Return train/test splits using expanding window splitter.

Split time series repeatedly into an growing training set and a fixed-size test set. For example, given test_size = 3, n_splits = 5 and step_size = 1, the train os and test xs folds can be visualized as:

| o o o x x x - - - - |
| o o o o x x x - - - |
| o o o o o x x x - - |
| o o o o o o x x x - |
| o o o o o o o x x x |

Parameters:

Name Type Description Default
test_size int

Number of test samples for each split.

required
n_splits int

Number of splits.

5
step_size int

Step size between windows.

1
eager bool

If True return DataFrames. Otherwise, return LazyFrames.

False

Returns:

Name Type Description
splitter Callable[LazyFrame, Mapping[int, Tuple[LazyFrame, LazyFrame]]]

Function that takes a panel LazyFrame and Dict of (train, test) splits, where the key represents the split number (1,2,...,n_splits) and the value is a tuple of LazyFrames.
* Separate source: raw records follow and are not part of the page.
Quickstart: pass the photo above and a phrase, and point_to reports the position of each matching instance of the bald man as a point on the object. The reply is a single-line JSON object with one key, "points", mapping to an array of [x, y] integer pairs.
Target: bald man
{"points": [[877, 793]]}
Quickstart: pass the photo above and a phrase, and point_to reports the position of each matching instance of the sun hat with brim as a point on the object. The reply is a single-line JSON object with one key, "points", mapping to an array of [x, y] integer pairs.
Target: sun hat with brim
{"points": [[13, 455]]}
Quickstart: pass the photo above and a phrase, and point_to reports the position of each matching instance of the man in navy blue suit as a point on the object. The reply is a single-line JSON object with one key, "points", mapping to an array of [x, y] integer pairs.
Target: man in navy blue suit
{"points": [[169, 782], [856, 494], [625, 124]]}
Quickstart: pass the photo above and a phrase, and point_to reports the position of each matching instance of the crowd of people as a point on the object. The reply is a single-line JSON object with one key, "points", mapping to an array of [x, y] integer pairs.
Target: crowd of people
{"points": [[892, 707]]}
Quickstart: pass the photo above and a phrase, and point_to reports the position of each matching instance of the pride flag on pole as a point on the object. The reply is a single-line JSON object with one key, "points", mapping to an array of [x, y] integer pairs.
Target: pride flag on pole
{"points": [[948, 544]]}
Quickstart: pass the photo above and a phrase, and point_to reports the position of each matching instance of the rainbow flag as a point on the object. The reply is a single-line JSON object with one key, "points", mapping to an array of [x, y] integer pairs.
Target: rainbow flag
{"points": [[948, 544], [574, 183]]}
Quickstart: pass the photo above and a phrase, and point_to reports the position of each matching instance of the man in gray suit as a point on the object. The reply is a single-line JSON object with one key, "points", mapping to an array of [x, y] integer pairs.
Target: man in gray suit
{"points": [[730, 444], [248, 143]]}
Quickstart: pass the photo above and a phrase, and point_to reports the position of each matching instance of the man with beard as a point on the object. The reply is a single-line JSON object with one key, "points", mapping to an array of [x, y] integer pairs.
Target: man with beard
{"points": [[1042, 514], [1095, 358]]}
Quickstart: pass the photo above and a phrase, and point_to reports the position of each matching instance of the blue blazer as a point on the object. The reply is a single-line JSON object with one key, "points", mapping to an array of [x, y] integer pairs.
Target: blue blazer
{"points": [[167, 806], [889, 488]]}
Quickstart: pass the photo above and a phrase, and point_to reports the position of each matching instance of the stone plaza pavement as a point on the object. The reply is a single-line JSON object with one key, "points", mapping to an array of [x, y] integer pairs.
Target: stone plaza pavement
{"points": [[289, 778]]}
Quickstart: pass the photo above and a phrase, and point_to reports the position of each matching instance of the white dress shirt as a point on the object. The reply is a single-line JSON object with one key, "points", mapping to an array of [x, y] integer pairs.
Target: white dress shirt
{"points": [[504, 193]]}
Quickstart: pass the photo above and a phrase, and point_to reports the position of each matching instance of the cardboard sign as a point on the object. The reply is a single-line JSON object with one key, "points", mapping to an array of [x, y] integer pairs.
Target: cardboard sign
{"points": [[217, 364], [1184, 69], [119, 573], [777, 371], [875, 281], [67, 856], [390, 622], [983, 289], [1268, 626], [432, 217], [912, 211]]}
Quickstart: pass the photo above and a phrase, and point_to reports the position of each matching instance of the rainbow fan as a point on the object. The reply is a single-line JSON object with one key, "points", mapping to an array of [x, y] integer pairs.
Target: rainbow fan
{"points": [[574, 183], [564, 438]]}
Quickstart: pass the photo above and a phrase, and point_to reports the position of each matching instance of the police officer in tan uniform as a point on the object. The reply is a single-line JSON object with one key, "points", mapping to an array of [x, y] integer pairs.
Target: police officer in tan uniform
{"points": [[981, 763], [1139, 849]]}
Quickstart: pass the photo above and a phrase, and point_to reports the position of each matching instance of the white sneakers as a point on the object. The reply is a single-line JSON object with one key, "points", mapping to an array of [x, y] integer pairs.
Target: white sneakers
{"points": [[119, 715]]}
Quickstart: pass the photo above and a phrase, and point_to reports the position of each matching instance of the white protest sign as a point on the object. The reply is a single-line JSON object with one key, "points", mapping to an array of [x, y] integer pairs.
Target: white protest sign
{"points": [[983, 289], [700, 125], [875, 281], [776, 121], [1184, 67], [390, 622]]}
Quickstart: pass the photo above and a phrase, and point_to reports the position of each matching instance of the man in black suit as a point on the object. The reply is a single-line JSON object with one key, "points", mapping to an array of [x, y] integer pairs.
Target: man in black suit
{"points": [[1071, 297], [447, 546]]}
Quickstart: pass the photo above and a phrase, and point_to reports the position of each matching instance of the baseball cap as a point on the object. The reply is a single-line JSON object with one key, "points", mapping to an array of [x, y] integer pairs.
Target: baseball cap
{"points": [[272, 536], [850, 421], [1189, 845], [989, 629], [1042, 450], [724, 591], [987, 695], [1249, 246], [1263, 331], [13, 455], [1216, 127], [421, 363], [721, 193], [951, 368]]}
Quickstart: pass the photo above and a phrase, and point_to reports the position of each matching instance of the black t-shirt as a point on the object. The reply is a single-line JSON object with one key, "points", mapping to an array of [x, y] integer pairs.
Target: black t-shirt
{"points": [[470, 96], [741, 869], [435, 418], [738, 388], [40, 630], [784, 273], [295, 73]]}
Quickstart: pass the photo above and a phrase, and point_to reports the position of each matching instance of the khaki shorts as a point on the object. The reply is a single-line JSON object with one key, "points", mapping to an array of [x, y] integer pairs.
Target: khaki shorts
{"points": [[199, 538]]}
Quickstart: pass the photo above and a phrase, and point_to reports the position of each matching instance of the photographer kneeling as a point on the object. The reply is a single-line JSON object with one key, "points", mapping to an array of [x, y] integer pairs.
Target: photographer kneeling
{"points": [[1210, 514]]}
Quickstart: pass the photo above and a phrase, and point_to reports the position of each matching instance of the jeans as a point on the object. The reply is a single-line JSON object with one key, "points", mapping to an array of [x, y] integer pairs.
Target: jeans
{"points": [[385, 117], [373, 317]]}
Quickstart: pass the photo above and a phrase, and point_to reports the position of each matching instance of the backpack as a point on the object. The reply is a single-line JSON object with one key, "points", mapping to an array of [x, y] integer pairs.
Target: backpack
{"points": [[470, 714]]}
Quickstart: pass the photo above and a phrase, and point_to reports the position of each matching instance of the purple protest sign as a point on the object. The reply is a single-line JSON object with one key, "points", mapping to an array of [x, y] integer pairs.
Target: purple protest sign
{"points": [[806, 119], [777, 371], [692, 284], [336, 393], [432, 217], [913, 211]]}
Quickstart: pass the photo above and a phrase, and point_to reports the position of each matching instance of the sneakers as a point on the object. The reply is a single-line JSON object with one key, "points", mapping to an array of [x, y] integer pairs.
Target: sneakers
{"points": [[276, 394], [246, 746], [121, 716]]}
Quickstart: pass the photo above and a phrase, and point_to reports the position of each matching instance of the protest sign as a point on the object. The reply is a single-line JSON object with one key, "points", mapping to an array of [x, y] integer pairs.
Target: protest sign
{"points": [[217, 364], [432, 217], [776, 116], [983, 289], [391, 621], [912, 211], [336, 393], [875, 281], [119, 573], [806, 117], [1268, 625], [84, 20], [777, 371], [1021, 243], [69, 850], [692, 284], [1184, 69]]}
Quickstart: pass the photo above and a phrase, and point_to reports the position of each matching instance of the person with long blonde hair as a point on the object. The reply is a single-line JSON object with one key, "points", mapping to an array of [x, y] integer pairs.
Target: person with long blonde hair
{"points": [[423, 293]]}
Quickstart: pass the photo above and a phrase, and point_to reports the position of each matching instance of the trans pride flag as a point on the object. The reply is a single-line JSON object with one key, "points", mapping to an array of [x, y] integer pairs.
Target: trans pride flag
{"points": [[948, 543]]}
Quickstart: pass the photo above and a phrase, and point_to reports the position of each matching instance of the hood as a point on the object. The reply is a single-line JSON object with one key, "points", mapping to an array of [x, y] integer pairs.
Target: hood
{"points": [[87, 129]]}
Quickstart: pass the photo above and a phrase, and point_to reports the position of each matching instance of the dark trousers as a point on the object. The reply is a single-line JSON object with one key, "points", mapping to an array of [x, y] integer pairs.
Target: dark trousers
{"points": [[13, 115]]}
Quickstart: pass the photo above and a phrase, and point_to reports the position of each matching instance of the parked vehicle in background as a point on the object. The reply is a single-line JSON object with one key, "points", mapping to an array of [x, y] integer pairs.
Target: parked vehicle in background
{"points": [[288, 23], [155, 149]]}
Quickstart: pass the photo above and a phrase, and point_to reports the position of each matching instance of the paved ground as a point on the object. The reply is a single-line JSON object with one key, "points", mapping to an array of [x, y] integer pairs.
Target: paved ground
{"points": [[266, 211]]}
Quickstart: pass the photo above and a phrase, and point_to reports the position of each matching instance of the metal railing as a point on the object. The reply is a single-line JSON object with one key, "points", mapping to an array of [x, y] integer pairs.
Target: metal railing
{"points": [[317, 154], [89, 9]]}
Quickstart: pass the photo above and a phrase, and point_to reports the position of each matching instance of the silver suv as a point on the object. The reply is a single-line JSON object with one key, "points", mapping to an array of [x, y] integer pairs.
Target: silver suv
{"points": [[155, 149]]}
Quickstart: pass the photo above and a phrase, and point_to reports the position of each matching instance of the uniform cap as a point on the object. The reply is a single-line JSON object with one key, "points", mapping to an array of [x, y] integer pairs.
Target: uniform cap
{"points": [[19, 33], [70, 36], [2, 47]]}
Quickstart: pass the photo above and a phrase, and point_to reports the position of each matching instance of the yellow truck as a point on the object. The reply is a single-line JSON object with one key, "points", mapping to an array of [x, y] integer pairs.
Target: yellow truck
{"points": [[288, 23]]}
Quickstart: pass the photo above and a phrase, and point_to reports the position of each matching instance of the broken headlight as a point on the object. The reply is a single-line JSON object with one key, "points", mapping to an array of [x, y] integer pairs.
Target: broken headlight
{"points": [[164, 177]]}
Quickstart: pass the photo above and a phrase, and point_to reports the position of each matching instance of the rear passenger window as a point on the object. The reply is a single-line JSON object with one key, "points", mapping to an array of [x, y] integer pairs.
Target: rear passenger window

sliding_window_split(test_size, n_splits=5, step_size=1, window_size=10, eager=False)

Return train/test splits using sliding window splitter. Split time series repeatedly into a fixed-length training and test set. For example, given test_size = 3, n_splits = 5, step_size = 1 and window_size=5 the train os and test xs folds can be visualized as:

| o o o o o x x x - - - - |
| - o o o o o x x x - - - |
| - - o o o o o x x x - - |
| - - - o o o o o x x x - |
| - - - - o o o o o x x x |

Parameters:

Name Type Description Default
test_size int

Number of test samples for each split.

required
n_splits int

Number of splits.

5
step_size int

Step size between windows.

1
window_size int

Window size for training.

10
eager bool

If True return DataFrames. Otherwise, return LazyFrames.

False

Returns:

Name Type Description
splitter Callable[LazyFrame, Mapping[int, Tuple[LazyFrame, LazyFrame]]]

Function that takes a panel LazyFrame and Dict of (train, test) splits, where the key represents the split number (1,2,...,n_splits) and the value is a tuple of LazyFrames.

train_test_split(test_size=0.25, eager=False)

train_test_split(test_size: Union[int, float] = ..., eager: Literal[True] = ...) -> Callable[[PolarsFrame], Tuple[pl.DataFrame, pl.DataFrame]]
train_test_split(test_size: Union[int, float] = ..., eager: Literal[False] = ...) -> Callable[[PolarsFrame], Tuple[pl.DataFrame, pl.DataFrame]]
train_test_split(test_size: Union[int, float] = ..., eager: bool = ...) -> Callable[[PolarsFrame], Union[Tuple[pl.DataFrame, pl.DataFrame], Tuple[pl.LazyFrame, pl.LazyFrame]]]

Return a time-ordered train set and test set given test_size.

Parameters:

Name Type Description Default
test_size int | float

Number or fraction of test samples.

0.25
eager bool

If True, evaluate immediately and returns tuple of train-test DataFrame.

False

Returns:

Name Type Description
splitter Union[EagerSplitter, LazySplitter]

Function that takes a panel DataFrame, or LazyFrame, and returns: * A tuple of train / test LazyFrames, if eager=False. * A tuple of train / test DataFrames, if eager=True.